Jeremy Fowler, senior NFL national reporter 7y

Slay the dragon? Steelers left their sword at home in Patriots blowout

FOXBOROUGH, Mass. -- Someone cover Chris Hogan.

In the biggest game of the season, featuring two storied franchises, the Pittsburgh Steelers let a secondary receiver torch them for 180 yards and two touchdowns; the former is a New England Patriots playoff record.

But really, pass-coverage struggles were simply emblematic of the Steelers' sloppy performance in their 36-17 AFC Championship Game loss to the Patriots that negated the positive energy of a nine-game winning streak.

Forget slaying the dragon. The Steelers slayed themselves.

"They played the type of ball that they normally play, and we didn’t play the type of ball that we normally play," coach Mike Tomlin said. "We didn’t put our guys in as good enough of a position consistently. We failed collectively."

Steelers RB Le'Veon Bell got hurt early in the game (a left groin injury), which "of course" hurt the Steelers' game plan, said guard David DeCastro, especially "for as much as we've leaned on him" at times during the season.

But Bell had nothing to do with the Patriots converting nine of 12 third downs to open the game or with QB Tom Brady's performance. He now has 22 touchdowns and zero interceptions in his past seven games against the Steelers.

"[Brady] ripped us apart," defensive end Stephon Tuitt said.

Brady saw minimal pressure from a Steelers defense that didn't penetrate with traditional rushes. And the margin kept widening.

The Steelers tried blitzing Brady but "it wasn't effective," Tomlin said.

This stat is numbing: Brady completed nine of his first 10 passes targeting Hogan, who was wide open 25 yards downfield on the only incompletion, a Brady misfire (according to ESPN Stats & Info).

All week, Steelers players said they had to play near-perfect football to beat the Patriots. Instead, they entered the nastiest storm Gillette Stadium has to offer, with the Patriots' offense brimming with confidence and the Steelers swimming in their own missed opportunities.

The Steelers' offense and QB Ben Roethlisberger, who nearly went back-to-back playoff games without a touchdown pass before a late score to receiver Cobi Hamilton, needed their "other guys" to emerge. But the lack of an established No. 2 receiver on the outside opposite star Antonio Brown finally caught up to them.

Receiver Eli Rogers and tight end Jesse James had a few bright moments, but it wasn't nearly enough.

A near-touchdown pass in the second quarter hit Hamilton right in the belly for naught. He also negated a fourth-quarter score by stepping out of bounds before catching the ball.

"We've got to score touchdowns in the red zone," Hamilton said.

Patriots coach Bill Belichick is the master of taking away the top option, which, in this case, was Brown, who finished with seven catches for 77 yards. With Bell out, no one else had an answer. Despite an early flash, the running game went stagnant (54 yards on 20 carries).
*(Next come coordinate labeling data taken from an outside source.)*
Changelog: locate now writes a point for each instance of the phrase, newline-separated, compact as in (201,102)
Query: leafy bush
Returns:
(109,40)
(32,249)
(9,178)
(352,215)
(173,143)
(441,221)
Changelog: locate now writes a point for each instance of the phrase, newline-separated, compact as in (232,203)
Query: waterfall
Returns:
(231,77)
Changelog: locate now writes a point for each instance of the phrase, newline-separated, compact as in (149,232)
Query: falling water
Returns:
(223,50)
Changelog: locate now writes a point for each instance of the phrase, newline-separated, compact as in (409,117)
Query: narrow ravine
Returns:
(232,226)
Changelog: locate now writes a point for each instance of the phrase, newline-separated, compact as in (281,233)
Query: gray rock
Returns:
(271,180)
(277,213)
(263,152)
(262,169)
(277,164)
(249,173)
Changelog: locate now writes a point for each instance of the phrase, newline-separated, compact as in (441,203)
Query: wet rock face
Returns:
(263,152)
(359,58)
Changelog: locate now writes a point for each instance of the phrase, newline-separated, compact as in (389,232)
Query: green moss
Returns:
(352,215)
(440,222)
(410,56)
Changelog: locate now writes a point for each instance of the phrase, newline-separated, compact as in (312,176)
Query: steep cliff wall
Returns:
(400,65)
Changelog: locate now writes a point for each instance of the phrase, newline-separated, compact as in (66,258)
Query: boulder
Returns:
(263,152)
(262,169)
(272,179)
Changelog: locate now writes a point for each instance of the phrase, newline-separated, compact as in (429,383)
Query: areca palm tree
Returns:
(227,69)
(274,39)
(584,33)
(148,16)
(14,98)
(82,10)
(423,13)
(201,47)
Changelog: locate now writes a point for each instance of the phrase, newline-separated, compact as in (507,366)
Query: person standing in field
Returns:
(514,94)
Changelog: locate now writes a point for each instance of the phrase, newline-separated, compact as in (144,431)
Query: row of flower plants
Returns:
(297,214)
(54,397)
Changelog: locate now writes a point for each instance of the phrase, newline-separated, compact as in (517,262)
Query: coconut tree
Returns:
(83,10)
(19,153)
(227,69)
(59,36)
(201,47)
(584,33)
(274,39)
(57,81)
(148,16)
Roethlisberger wondered if the moment was too big for some of the younger players but said overall his receivers did a "great job."

"We need to make every single play in a game like this against an opponent like this," Roethlisberger said.

Roethlisberger turned to a shotgun, no-huddle attack that worked in spurts, with Pittsburgh breaking off multiple drives of double-digit plays. But this game followed the Steelers' road-game blueprint: decent yardage, not enough points.

That was only a start. Rogers had a costly fumble, and the Patriots quickly converted for a TD. Early in the second quarter, the Steelers had the ball on the half-yard line and couldn't punch in a touchdown.

There was the flea-flicker that left safety Mike Mitchell futilely chasing Hogan on a touchdown play after biting on the run. On the game's first touchdown, Brady appeared to look off safety Robert Golden to hit a wide-open Hogan in the back of the end zone.

The Steelers' defensive front didn't get to Brady, and in pass coverage Hogan seemed to continually run free without cornerbacks or safeties getting help.

Mitchell said the Steelers hadn't seen the Patriots' flea-flicker in film study and expected other trickery instead. Brady is "no joke, man," Mitchell said.

"They did a really good job of just keeping us kind of off balance with the tempo," Mitchell said. "Tom's elite. Every time we weren't on the guy in the flat, he was able to find it, and when we weren't pressuring, he was very poised and patient. Did a good job of finding the open man."

The only team that stopped the Patriots was the Patriots.

And to think this fight was supposed to be epic.

The Steelers looked and sounded and acted like a team that would turn locker room buzz into a winning edge. Antonio Brown's Facebook Live incident seemed to galvanize them.

That they came out this flat is a bit stunning, considering the momentum.

But the Patriots had the upper hand -- again.

"When you get a chance to make plays and opportunities, you’ve got to make them in championship-level football," Tomlin said.